Since the privatisation of Nigeria’s power sector in 2013, the federal government is estimated to have injected more than ₦7 trillion into electricity generation, transmission and distribution. Yet, more than a decade later, Nigerians continue to grapple with erratic power supply and frequent nationwide blackouts.
In just the first month of 2026, the national grid collapsed twice, plunging major cities into darkness. These incidents underscore the persistent fragility of a sector that was expected to deliver stable electricity following privatisation.
Historically, power generation has at times fallen as low as 1,800 megawatts, while ageing transmission and distribution infrastructure has remained a major bottleneck. Although Nigeria’s electricity challenges predate the return to democracy in 1999, the liberalisation of the sector raised hopes that private investment would finally fix the problem.
That optimism informed the Electric Power Sector Reform Act of 2005, which transformed NEPA into the Power Holding Company of Nigeria (PHCN) and later broke it into 18 successor companies—six generation companies, one transmission company and 11 distribution companies. By 2013, PHCN was fully dissolved and its assets handed over to private investors.
Costly interventions, limited results
Successive administrations since 1999 have prioritised power sector reforms, recognising electricity as central to economic growth.
From President Olusegun Obasanjo to President Bola Ahmed Tinubu, each government introduced policies, loans and intervention programmes aimed at boosting supply.
These efforts include billions of dollars in loans under the Muhammadu Buhari administration, the Siemens power deal intended to raise grid capacity to 25,000MW by 2025, and multiple Central Bank of Nigeria intervention funds. Yet, most of these initiatives have failed to deliver their promised outcomes.
Currently, electricity generation companies are demanding payment of over ₦4 trillion in accumulated debts, largely arising from unpaid subsidies and tariff shortfalls. At the same time, the federal government is overseeing another $500 million World Bank–supported Distribution Sector Recovery Programme (DISREP), aimed at improving metering and network efficiency.
Unfulfilled promises and recurring scandals
Over the years, ministers of power have made bold promises—ranging from ending outages within months to achieving near-constant electricity supply.
However, many tenures ended with little improvement and, in some cases, allegations of corruption.
From controversies surrounding the Mambilla Hydropower Project to unresolved issues from the National Integrated Power Projects, the sector has been plagued by weak oversight, policy inconsistency and poor execution. Several former ministers have faced investigations or trials over alleged mismanagement of funds meant to revive the sector.
Structural weaknesses and corruption
Industry experts argue that Nigeria’s problems stem from incomplete privatisation. While generation and distribution were handed to private investors, transmission remains fully government-owned, creating inefficiencies and continued dependence on public funding.
Analysts also point to under-capitalised distribution companies, weak regulation, electricity theft, vandalism of infrastructure and persistent tariff disputes.
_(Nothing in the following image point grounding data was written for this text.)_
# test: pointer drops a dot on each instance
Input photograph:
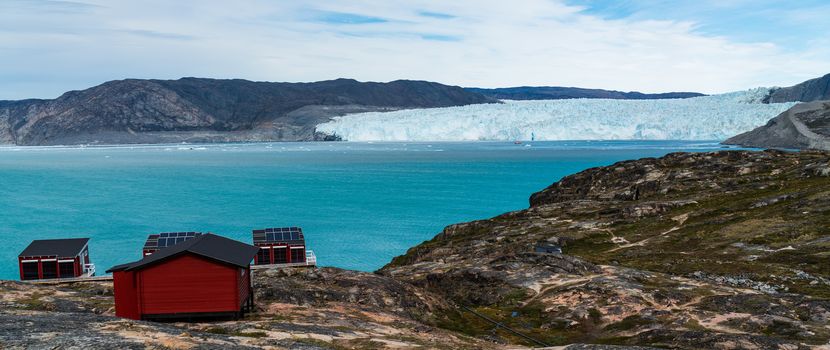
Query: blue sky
(49, 47)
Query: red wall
(188, 284)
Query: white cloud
(47, 47)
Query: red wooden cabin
(206, 276)
(56, 258)
(285, 245)
(166, 239)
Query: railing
(89, 270)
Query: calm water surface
(360, 204)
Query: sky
(48, 47)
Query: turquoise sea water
(360, 204)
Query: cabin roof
(57, 247)
(210, 246)
(279, 234)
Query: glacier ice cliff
(715, 117)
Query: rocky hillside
(209, 110)
(724, 250)
(808, 91)
(804, 126)
(560, 93)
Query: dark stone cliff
(804, 126)
(808, 91)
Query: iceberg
(715, 117)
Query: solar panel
(278, 234)
(168, 239)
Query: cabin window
(280, 255)
(297, 255)
(67, 269)
(263, 256)
(30, 271)
(50, 269)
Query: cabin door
(281, 255)
(30, 271)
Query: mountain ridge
(209, 110)
(561, 92)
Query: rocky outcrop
(808, 91)
(210, 110)
(559, 93)
(720, 250)
(691, 250)
(804, 126)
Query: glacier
(714, 117)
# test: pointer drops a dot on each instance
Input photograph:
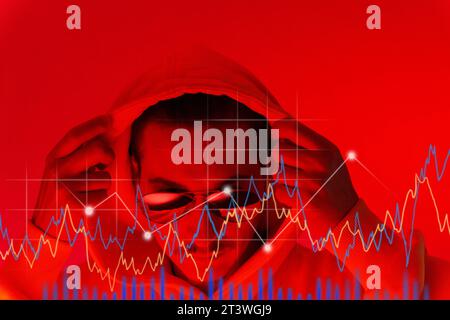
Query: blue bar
(124, 288)
(357, 288)
(250, 292)
(162, 283)
(280, 294)
(211, 285)
(55, 291)
(318, 289)
(142, 291)
(260, 285)
(94, 294)
(231, 293)
(133, 288)
(405, 286)
(152, 288)
(376, 295)
(337, 293)
(220, 289)
(85, 294)
(269, 286)
(347, 290)
(289, 294)
(65, 291)
(45, 292)
(426, 292)
(181, 293)
(328, 289)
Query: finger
(90, 181)
(301, 135)
(308, 159)
(79, 135)
(95, 152)
(292, 176)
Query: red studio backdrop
(382, 93)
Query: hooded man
(210, 228)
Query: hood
(196, 70)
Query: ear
(135, 169)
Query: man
(144, 216)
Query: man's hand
(74, 172)
(316, 164)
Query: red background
(382, 93)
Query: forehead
(155, 147)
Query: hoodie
(291, 269)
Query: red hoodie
(291, 266)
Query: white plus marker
(89, 211)
(147, 235)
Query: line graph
(391, 225)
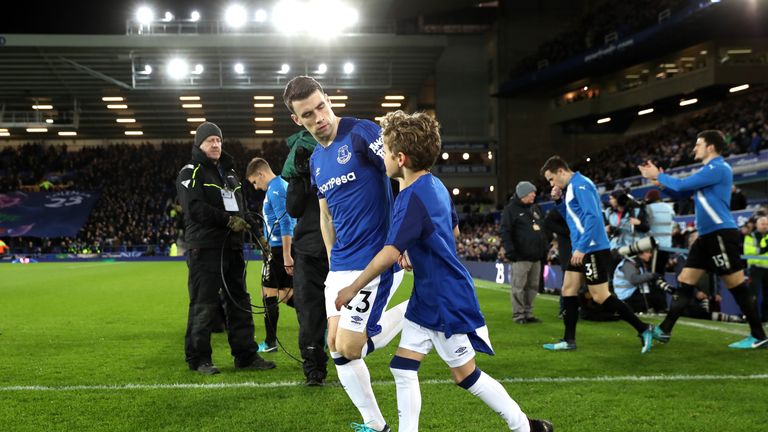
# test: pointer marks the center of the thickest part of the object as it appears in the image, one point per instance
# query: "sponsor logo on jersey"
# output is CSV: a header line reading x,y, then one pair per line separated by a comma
x,y
378,147
335,181
344,155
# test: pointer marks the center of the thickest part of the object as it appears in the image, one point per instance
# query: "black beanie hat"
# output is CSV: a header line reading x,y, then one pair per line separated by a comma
x,y
204,131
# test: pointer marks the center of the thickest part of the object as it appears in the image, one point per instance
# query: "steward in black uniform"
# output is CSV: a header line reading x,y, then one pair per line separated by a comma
x,y
212,202
309,256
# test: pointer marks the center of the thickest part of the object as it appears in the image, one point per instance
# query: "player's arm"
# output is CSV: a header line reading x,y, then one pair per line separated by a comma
x,y
326,227
700,179
383,260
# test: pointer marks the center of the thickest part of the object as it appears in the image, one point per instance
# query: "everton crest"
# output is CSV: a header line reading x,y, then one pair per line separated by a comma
x,y
344,155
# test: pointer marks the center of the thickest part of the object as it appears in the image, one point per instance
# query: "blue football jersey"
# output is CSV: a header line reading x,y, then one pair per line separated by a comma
x,y
350,175
278,222
443,297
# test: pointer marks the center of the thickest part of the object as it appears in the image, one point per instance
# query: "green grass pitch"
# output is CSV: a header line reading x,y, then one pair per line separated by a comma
x,y
98,346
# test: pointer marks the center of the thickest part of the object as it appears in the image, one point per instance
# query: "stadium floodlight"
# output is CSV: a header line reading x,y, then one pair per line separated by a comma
x,y
145,15
738,88
260,16
235,16
686,102
177,68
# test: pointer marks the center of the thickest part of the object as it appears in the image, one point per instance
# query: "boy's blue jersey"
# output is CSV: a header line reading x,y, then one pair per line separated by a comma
x,y
443,297
274,210
712,187
583,212
350,175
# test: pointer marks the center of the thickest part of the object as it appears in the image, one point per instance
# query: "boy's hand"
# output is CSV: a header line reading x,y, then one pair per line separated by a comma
x,y
405,262
345,296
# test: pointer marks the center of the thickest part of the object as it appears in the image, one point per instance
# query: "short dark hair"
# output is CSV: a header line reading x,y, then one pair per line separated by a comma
x,y
713,137
299,88
415,135
256,165
553,164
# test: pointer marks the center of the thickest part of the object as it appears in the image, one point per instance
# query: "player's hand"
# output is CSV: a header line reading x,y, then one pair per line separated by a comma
x,y
556,193
577,258
288,264
649,170
405,262
238,224
345,296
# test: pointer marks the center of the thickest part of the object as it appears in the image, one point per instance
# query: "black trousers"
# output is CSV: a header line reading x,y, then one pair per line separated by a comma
x,y
205,269
758,279
309,299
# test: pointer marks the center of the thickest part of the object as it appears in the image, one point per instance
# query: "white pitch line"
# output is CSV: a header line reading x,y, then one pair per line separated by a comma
x,y
285,384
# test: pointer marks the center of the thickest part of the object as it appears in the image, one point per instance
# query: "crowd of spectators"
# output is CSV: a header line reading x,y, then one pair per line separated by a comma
x,y
136,209
742,120
589,32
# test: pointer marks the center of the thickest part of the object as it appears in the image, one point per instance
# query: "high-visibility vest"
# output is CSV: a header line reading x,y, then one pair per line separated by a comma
x,y
753,244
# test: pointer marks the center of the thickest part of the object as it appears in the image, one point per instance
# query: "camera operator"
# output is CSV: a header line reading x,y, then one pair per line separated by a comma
x,y
661,220
640,288
213,209
756,243
310,258
625,218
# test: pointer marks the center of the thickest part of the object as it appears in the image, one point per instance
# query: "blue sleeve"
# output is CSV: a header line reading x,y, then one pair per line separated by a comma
x,y
408,221
589,201
278,206
454,217
708,175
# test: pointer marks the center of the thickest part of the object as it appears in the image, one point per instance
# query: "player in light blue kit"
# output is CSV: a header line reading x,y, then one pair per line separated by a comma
x,y
347,168
591,258
277,273
718,247
443,312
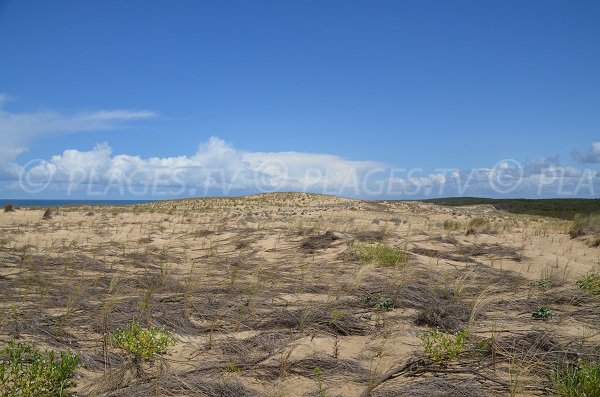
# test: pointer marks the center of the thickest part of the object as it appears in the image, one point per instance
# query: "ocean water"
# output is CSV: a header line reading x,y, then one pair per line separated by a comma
x,y
60,203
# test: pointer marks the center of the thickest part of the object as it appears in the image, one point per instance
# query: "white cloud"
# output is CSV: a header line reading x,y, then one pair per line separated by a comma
x,y
216,166
592,157
19,129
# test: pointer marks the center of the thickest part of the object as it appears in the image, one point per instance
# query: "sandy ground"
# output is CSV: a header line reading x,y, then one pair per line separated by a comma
x,y
258,296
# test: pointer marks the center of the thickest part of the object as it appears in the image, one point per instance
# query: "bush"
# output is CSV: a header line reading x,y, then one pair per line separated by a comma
x,y
543,313
47,214
479,225
585,225
28,372
142,343
590,283
581,380
385,305
451,225
443,347
379,253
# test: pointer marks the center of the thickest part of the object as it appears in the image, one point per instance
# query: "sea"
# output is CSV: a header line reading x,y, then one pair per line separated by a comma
x,y
62,203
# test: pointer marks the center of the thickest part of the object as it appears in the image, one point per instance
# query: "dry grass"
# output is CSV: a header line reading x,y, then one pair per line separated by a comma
x,y
260,291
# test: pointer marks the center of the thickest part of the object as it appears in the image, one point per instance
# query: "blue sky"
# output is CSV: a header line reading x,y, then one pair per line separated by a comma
x,y
344,85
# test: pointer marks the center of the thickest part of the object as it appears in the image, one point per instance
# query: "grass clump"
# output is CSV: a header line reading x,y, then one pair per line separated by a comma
x,y
443,347
379,253
47,214
585,225
142,343
385,305
479,225
581,380
543,313
590,283
27,371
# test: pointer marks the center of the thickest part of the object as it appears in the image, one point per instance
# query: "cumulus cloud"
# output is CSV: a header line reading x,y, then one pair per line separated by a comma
x,y
591,157
216,167
19,129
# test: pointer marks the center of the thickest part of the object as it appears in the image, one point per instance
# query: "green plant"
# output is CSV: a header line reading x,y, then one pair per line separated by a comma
x,y
47,214
26,371
590,283
451,225
378,253
141,342
319,382
585,224
541,284
385,305
443,347
580,380
543,313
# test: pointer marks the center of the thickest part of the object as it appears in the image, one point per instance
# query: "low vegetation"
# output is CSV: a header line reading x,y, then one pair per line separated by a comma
x,y
26,371
143,343
555,208
590,283
585,225
379,253
248,296
440,346
578,380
According to stakeholders, corruption and political interference have repeatedly undermined reforms, regardless of the volume of funds injected.
Tariffs, subsidies and the FAAC debate
Electricity tariffs set by regulators have often remained below the actual cost of production, leaving the federal government to shoulder the difference through subsidies. Recent tariff adjustments, particularly for Band A customers, were introduced to reduce the subsidy burden, but debts continue to mount.
A proposal to involve states and local governments in subsidy payments through deductions from FAAC allocations has divided experts. While some argue it could stabilise the market, others insist such deductions violate constitutional provisions and unfairly penalise states with limited access to the national grid.
Human cost of grid failures
For many Nigerians, grid collapses translate directly into economic losses and daily hardship. Small business owners, artisans and households recount damaged appliances, missed deadlines and rising costs of alternative power sources such as generators.
Many citizens question why decades of reforms and trillions of naira in spending have not produced reliable electricity, describing power supply as a luxury rather than a basic service.
The way forward
Experts say stabilising Nigeria’s power sector will require disciplined grid management, modern monitoring technologies, stronger gas supply arrangements and greater investment in off-grid and regional power solutions. Above all, they stress that without transparency, accountability and genuine political will, additional funding alone will not end Nigeria’s electricity crisis.
More than 20 years after democracy returned, and despite enormous financial commitments, Nigeria’s power sector remains a symbol of missed opportunities—an old problem repeatedly repackaged, but never fully resolved.